It's going for game-theory-optimal play. It doesn't adapt to its opponents' observed weaknesses. But I think it's cool to show that you don't need to adapt to opponent weaknesses to win at poker at the highest levels. You just need to not have any weaknesses yourself.
Still well, I suspect, since straightforward theoretically-correct poker will take money off the amateurs efficiently. But it seems possible that playing to wipe out weaker or less consistent players could provide enough margin to bully the more stable AI player.
And it's not like in the movies where if you don't have the money to call a bet, you lose.
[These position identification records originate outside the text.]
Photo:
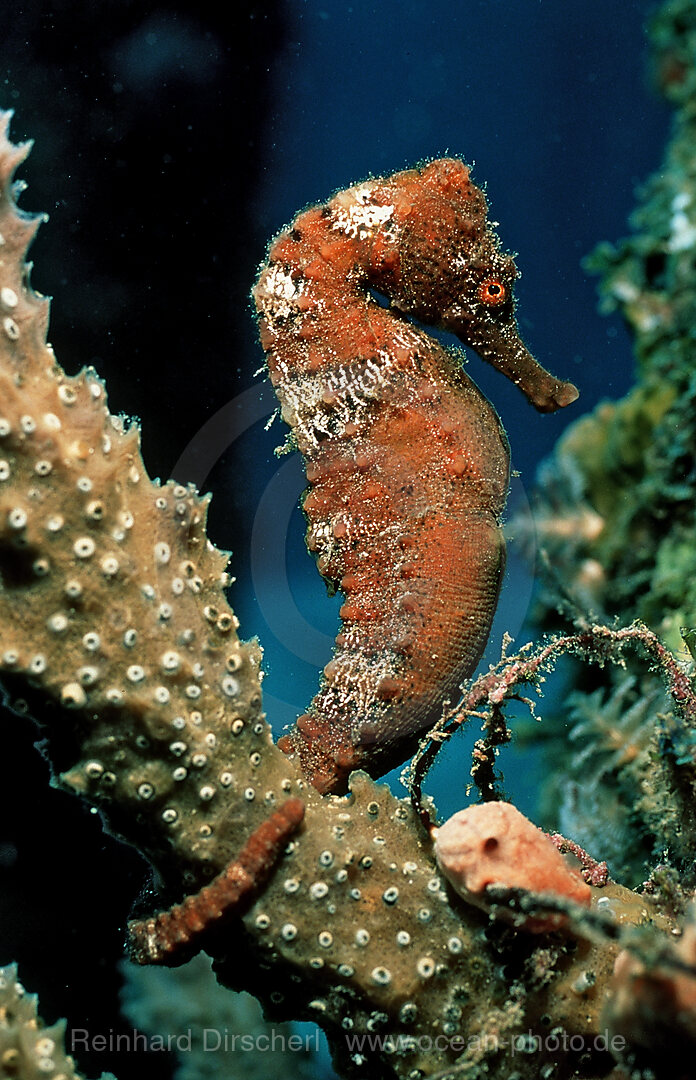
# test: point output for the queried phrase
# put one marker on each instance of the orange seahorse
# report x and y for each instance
(406, 460)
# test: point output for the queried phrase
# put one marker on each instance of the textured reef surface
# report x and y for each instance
(481, 955)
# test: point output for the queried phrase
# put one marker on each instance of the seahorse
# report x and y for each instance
(406, 460)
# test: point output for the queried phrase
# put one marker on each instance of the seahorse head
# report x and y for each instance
(445, 268)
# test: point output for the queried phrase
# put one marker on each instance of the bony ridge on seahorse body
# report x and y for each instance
(406, 460)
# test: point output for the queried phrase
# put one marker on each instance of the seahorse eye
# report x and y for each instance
(492, 292)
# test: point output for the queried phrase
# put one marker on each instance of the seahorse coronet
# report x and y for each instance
(406, 460)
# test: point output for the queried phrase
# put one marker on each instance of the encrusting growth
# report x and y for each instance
(494, 845)
(406, 460)
(116, 631)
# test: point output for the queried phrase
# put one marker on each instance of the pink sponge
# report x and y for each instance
(495, 845)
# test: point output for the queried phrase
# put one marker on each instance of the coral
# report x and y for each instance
(152, 940)
(616, 512)
(116, 633)
(28, 1049)
(116, 630)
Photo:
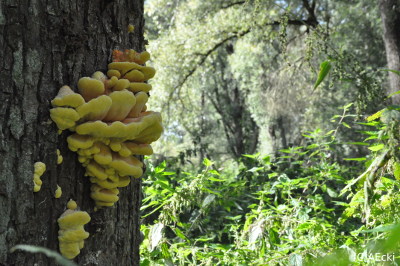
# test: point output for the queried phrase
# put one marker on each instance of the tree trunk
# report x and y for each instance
(44, 45)
(390, 13)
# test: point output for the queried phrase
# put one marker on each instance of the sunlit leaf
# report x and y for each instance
(377, 147)
(323, 71)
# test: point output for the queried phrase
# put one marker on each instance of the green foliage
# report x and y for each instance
(302, 207)
(237, 74)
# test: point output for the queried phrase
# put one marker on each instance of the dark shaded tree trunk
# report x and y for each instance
(390, 13)
(44, 45)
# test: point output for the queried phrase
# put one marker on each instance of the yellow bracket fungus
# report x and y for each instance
(72, 234)
(58, 192)
(131, 28)
(39, 169)
(110, 123)
(59, 157)
(71, 204)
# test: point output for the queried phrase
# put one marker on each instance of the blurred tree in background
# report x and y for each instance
(281, 144)
(242, 70)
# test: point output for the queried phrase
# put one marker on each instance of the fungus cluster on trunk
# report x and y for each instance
(110, 127)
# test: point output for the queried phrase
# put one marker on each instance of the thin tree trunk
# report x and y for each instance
(44, 45)
(390, 13)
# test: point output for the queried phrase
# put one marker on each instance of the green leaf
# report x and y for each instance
(332, 193)
(376, 147)
(323, 71)
(207, 162)
(381, 228)
(396, 170)
(49, 253)
(391, 70)
(179, 234)
(355, 159)
(375, 116)
(168, 173)
(215, 179)
(346, 125)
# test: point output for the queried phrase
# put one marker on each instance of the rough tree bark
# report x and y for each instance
(44, 45)
(390, 13)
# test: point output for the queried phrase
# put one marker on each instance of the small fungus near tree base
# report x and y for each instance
(71, 235)
(58, 192)
(39, 169)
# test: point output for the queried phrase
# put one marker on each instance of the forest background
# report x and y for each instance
(281, 134)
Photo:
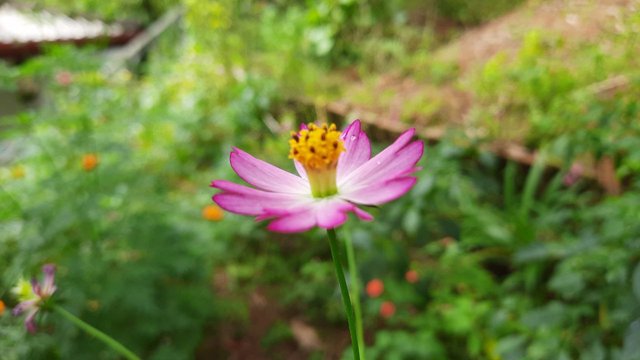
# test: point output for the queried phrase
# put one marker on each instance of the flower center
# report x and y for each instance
(318, 148)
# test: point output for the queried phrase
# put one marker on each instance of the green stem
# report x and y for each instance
(355, 293)
(96, 333)
(335, 254)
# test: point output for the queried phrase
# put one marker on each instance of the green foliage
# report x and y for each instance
(511, 262)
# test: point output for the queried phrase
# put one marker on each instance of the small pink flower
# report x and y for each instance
(336, 175)
(33, 299)
(387, 309)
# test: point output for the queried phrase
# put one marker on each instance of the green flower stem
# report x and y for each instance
(116, 346)
(355, 293)
(335, 254)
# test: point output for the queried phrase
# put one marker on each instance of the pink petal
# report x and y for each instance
(266, 176)
(48, 284)
(357, 149)
(244, 200)
(401, 165)
(332, 213)
(397, 160)
(370, 167)
(381, 193)
(294, 222)
(300, 169)
(30, 320)
(363, 215)
(24, 306)
(327, 214)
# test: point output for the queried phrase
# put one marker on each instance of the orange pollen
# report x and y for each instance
(317, 147)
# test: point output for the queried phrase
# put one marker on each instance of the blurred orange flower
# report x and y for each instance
(89, 161)
(212, 213)
(387, 309)
(375, 288)
(64, 78)
(411, 276)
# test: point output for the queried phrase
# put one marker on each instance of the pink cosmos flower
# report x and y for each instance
(336, 174)
(34, 298)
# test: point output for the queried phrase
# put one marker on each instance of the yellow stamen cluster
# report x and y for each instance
(317, 148)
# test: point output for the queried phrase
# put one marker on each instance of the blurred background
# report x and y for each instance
(521, 239)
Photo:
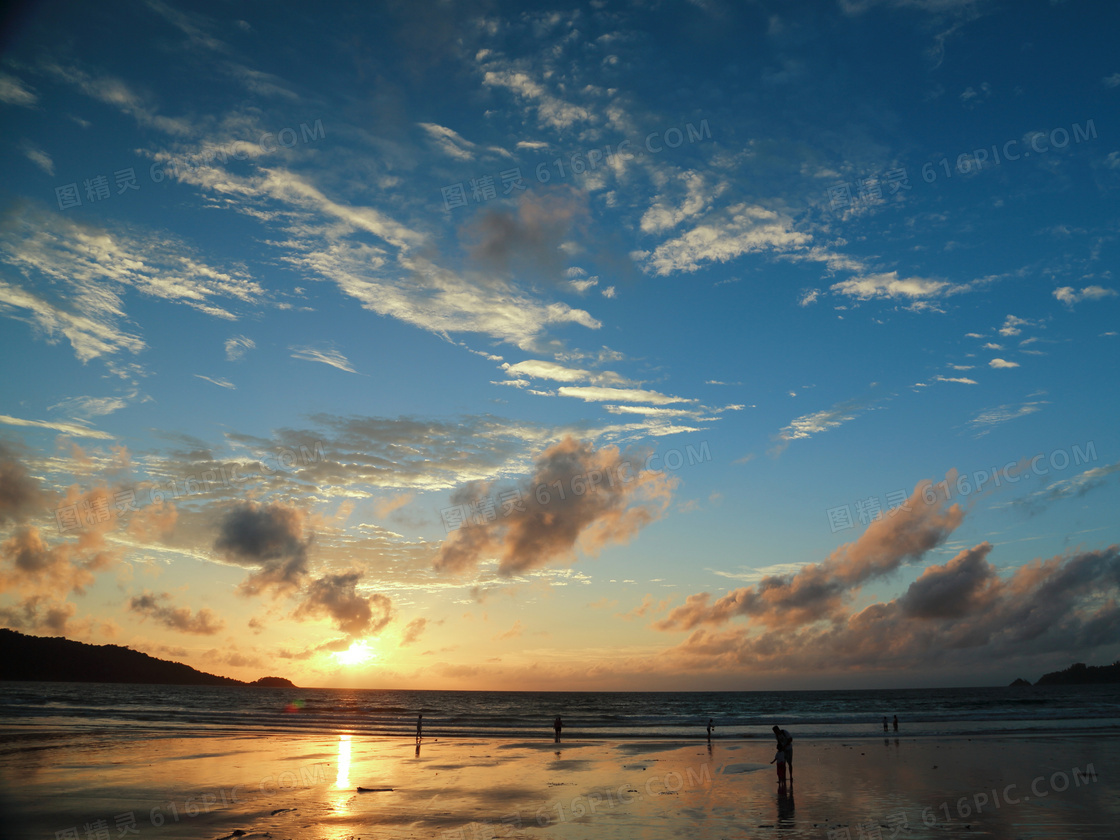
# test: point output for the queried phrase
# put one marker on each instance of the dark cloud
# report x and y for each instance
(526, 239)
(820, 590)
(550, 528)
(204, 623)
(336, 597)
(952, 590)
(961, 615)
(20, 496)
(39, 614)
(269, 538)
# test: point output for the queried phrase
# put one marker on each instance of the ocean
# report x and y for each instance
(123, 711)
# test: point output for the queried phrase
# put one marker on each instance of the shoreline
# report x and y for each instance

You simply are considered all in for the main pot and then sidepots that you aren't eligible to win will be created for any bets you can't cover.
that may be true for limit poker, but in a no-limit tournament the best this bot could do is not lose. as the pressure increases with the blinds and the players are forced to bluff and call bluffs how does this bot avoid folding itself to death from a run of bad cards?
I could see this bot doing well at cashing but I don't see how it could consistently place 1st the way the top human players do.
For example, game theory may tell you that in a particular situation, you can't be exploited if you bluff 10% of the time. If the opponent bluffs less than that, you can come out ahead by more often folding when he bets. If the opponent bluffs more than 10%, you can call or reraise when he bets. But if he bluffs the optimal amount, it doesn't matter either way, you can't take advantage of him.
So this bot would bluff at 10% to avoid getting exploited, but wouldn't try to detect whether the opponent is exploitable. (The latter is risky since a crafty opponent can switch up strategies, manipulating you into playing an exploitable strategy.)
If you want your perceived range to be balanced and make x play 50% of the time and y play the other 50%, you look at the watch and if the second hand is in the first 30 seconds, you make x play, 30-60 seconds, y play.
That's just an example but your point is 100% accurate.
There's a poker strategy we might call 'deterministically' optimal play, which consists of precisely assessing each hand's expected value with little to no bluffing. This is already common in online cash games with both bots and players running multiple games at once. And you're right - it's excellent at running net-positive and not losing, but unlikely to win significant tournaments.
Pluribus, though, is playing something close to game-theoretically optimal poker. In playing against itself, it's attempting to develop a takes-all-comers strategy with no exploitable weaknesses. That includes bluffing and calling bluffs - the goal is simply to find a mixed-strategy equilibrium where those moves are made some percentage of the time, in proportion to their expected payoffs. This can involve doing all of the same basic operations as pro players, like valuing button raises differently than donks or attempting to bluff based on how many players remain in the hand. The distinctive limitation is simply that Pluribus plays 'locally' optimal poker with no conception of opponent's identities or behavior in prior hands.
I could see this being an effective strategy in a WSOP, that ability to perfectly forget the previous hand is probably more valuable than anything the way WSOP champions play. I could see it coming down to whether or not the ability to exploit a reliable tell during a pivotal hand matters more than 10% of the time.
Since tournaments don't often spend much time with stacks much deeper than 100bb, I would guess that tournaments would be more easily solved. Though tournaments are much more frequently run with 9-10 players rather than 6 at a table.
In the fb article linked above.
Or to turn this around: given enough bots, some bots will place 1st a lot more than others. It’s just unclear which one.